Thursday, July 29, 2010

Relationship Week continues- Katrina Style!

I'm happy to be bringing you another Relationship Week installment, this time from my life long friend Katrina. There are only a few people in this world I can say I have known since birth or toddler-hood- Katrina is one of them. She's always been a ton of fun, outspoken, a little crazy in the best of ways, insanely talented, musical like you wouldn't believe, and good to everyone. And my favorite part about her- she completely and in every way defines the old cliche "marches to the beat of her own drummer." Some people just think they are are unique and different, Katrina really is, and she's all the better for it. My favorite part about her? Her wedding cake! (See below.) Sixteen years later and I still remember thinking, "just how long do I have to wait to get married before I totally rip off her wedding cake?" I've always felt comfortable and loved when I visit her family's home. Her parents were well-known to me. Her dad was my early-morning seminary teacher. I always look forward to running into her folks just for the big hugs and sincerely happy greetings. Thanks Katrina, I hope I get to see you soon!

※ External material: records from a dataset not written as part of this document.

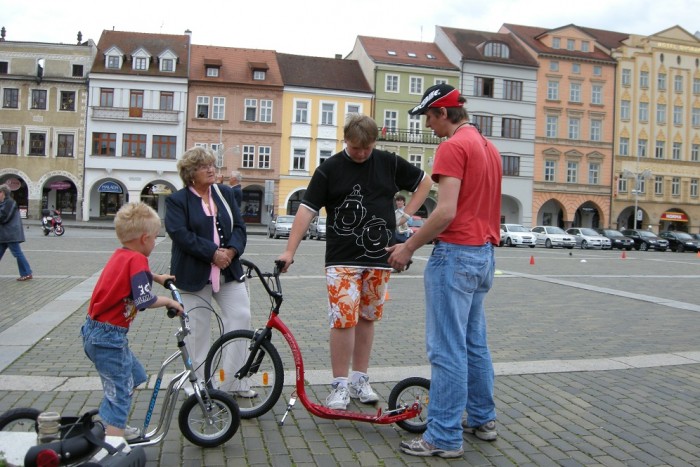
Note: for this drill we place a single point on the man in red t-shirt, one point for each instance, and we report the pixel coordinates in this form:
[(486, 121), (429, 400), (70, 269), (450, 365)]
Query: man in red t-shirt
[(458, 276)]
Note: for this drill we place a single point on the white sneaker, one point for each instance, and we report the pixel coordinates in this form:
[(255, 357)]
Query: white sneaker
[(363, 391), (338, 398)]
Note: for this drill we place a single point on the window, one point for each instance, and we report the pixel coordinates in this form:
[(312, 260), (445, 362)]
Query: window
[(574, 128), (10, 98), (38, 99), (596, 130), (106, 97), (550, 170), (266, 110), (391, 83), (484, 123), (248, 156), (251, 110), (416, 85), (626, 77), (593, 173), (483, 86), (202, 106), (624, 148), (625, 107), (218, 108), (104, 144), (167, 100), (642, 148), (164, 147), (660, 149), (676, 151), (9, 142), (678, 83), (66, 143), (643, 112), (511, 128), (391, 120), (511, 165), (264, 156), (644, 79), (658, 185), (416, 160), (552, 130), (133, 145), (676, 186), (299, 160), (661, 81), (301, 113), (37, 144), (512, 90), (575, 92), (572, 172), (661, 114), (677, 114), (327, 113), (167, 64)]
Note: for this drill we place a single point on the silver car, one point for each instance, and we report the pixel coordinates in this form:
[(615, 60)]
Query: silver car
[(589, 238), (551, 236)]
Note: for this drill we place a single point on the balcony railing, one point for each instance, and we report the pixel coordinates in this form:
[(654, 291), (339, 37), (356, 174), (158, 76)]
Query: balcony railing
[(406, 136)]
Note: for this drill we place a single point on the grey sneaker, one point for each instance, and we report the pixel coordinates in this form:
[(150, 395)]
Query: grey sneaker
[(338, 398), (486, 432), (131, 433), (363, 391), (420, 447)]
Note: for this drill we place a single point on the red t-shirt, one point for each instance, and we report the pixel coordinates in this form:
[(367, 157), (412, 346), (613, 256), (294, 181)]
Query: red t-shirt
[(470, 157), (124, 288)]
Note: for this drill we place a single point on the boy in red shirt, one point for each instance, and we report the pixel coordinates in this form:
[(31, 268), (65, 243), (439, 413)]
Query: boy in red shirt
[(123, 289)]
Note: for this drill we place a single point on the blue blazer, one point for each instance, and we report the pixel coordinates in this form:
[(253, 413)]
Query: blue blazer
[(192, 233)]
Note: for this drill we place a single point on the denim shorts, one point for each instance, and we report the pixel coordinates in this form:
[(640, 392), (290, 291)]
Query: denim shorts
[(120, 371)]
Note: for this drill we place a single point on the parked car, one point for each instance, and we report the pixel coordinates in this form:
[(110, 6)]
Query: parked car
[(317, 229), (617, 240), (589, 238), (551, 236), (280, 226), (645, 240), (680, 241), (516, 234)]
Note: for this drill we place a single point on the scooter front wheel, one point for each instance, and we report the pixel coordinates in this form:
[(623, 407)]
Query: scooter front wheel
[(405, 394), (216, 426)]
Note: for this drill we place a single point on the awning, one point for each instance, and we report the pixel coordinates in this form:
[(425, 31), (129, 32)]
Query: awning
[(674, 217)]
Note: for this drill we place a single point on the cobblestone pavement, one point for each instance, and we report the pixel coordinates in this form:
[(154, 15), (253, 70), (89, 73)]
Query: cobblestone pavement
[(598, 358)]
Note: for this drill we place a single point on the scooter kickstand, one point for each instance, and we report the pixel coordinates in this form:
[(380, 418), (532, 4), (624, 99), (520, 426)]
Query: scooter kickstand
[(292, 401)]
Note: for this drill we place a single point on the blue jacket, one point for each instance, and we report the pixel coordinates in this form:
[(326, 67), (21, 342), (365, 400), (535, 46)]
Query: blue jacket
[(192, 234)]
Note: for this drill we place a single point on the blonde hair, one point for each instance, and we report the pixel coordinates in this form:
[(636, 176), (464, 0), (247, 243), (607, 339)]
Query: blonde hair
[(135, 219), (193, 159)]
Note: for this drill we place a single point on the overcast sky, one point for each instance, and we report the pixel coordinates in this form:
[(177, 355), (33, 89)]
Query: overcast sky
[(327, 27)]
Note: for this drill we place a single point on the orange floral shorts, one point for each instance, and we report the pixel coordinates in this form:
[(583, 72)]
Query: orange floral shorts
[(355, 292)]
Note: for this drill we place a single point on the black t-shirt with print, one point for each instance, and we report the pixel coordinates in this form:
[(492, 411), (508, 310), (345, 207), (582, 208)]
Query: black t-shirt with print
[(359, 201)]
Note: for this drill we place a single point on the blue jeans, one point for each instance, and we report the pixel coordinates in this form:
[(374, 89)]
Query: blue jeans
[(16, 250), (457, 279), (120, 371)]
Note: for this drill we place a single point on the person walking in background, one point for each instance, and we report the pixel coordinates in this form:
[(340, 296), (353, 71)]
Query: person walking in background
[(11, 232), (357, 187), (457, 277), (209, 237)]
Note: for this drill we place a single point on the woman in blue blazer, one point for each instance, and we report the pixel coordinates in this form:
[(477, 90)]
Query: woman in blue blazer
[(209, 237)]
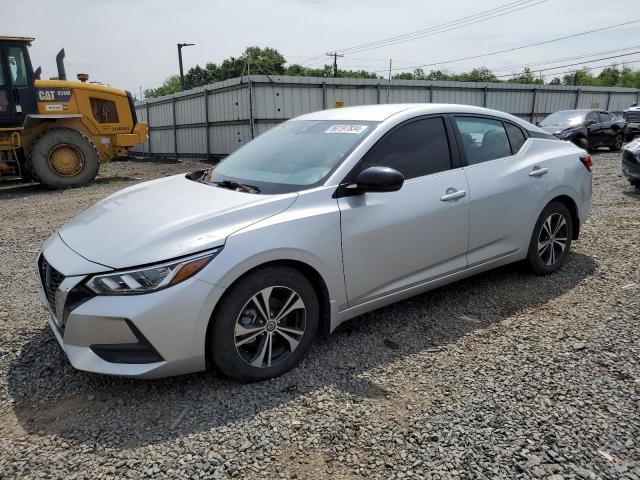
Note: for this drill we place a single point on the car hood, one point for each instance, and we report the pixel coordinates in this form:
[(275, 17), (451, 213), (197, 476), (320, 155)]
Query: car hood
[(557, 129), (163, 219)]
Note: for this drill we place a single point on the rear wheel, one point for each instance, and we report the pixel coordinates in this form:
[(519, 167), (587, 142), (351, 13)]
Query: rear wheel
[(264, 325), (617, 142), (62, 158), (551, 239), (581, 142)]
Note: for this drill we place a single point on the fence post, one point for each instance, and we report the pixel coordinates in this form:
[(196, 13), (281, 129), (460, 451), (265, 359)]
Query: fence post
[(149, 125), (206, 121), (533, 105), (175, 130), (250, 84)]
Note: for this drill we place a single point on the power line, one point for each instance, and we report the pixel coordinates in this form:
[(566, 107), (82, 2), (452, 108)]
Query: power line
[(574, 64), (567, 72), (513, 49), (441, 28), (564, 59)]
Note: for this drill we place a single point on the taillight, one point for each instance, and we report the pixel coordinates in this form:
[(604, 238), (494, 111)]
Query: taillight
[(587, 161)]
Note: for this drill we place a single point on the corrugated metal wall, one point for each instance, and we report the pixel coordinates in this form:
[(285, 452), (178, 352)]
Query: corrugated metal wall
[(214, 120)]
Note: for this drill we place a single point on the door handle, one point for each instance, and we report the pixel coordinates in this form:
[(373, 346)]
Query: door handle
[(452, 194), (538, 172)]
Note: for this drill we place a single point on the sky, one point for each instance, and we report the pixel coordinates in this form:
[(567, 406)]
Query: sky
[(132, 44)]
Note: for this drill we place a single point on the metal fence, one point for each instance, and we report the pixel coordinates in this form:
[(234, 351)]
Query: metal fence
[(214, 120)]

The beauty of a relationship is its uniqueness. There are no two alike. My husband and I met my first day of college and his first day back after a 2 year break for an LDS mission. Monday, 8am, music theory. He was the guy in the back row with a bad haircut who knew all the answers and I was the one in the front row who only sat there when I showed up, usually late. I mean, come on, music theory at 8am on Monday mornings. Ugh! We did not like each other. At all. I have an entry in my journal from that time period that mentions him in a not so flattering manner. It took us 3 years, 5 roommates, 4 serious relationships and one spiritual experience before we started dating. What can I say? We’re stubborn.
That was all 16 years ago. We are still as stubborn and bullheaded but have learned how we make our marriage work. It’s not the same “work” as earlier stages in marriage, where you are still figuring each other out, and “dealing” with each others quirks, the work now is honing and building on those cornerstones we have put down and loving those quirks.
Understanding the full depth of who this man is enthralls me. He was raised in a very different home than me. His Dad died when he was young, and his Mom married a man that was, to put it mildly, not very kind. He was raised in a very rural setting and worked on his grandpa’s farm. Neither he, nor his family, were members of the LDS church (he joined the church all on his own at age 12). He held a job, sometimes 2-3, from the time he was 13 to be able to pay for his own car, insurance and personal food.
I grew up in a large LDS family, blessed with parents who were extremely faithful in church service, and were blessed with a prosperous life. I lived in a beautiful home in the Washington DC suburbs, where I met Erin, and was encouraged not to hold a full-time job so that I could focus more on my studies. Everything I needed I was given. I still had to work at home, by doing chores, such as weeding, cleaning the pool and keeping my car clean, but I lived a very charmed life.
Looking at these two family pictures you may think that merging those two cultures could be very difficult. Trust me, it is. So, how do we make it work? Forgiveness. Forgiving each others shortcomings and forgiving yourself of your own imperfections. We are best friends. There is no one else in this world that I would rather spend time with. He is the first person I think of in the morning, and the last I think of at night. That’s not to say I don’t have friends, nor am I co-dependent. I love him passionately. He allows me to be the nutty, dorky, impassioned person that I am, and I allow him to be the nutty, dorky impassioned person he is. We both realize that neither one of us is perfect, and know that we cannot expect that of the other person. It’s frustrating to not have had the same structure growing up, but we pound out our own life, our own way of being instead of being stuck on one right or one wrong. We have always made our own choices that help us define who we are. Some people have gorgeous 7 tiered white wedding cakes, we had a gorgeous 5 tiered rice krispie treat cake. It’s all relative.
Allow yourself to be who you are, and allow the person in your life to be themselves. People can change, but it cannot be forced. Have Fun! Enjoy who you are with. Learn from them, and share with them your uniqueness.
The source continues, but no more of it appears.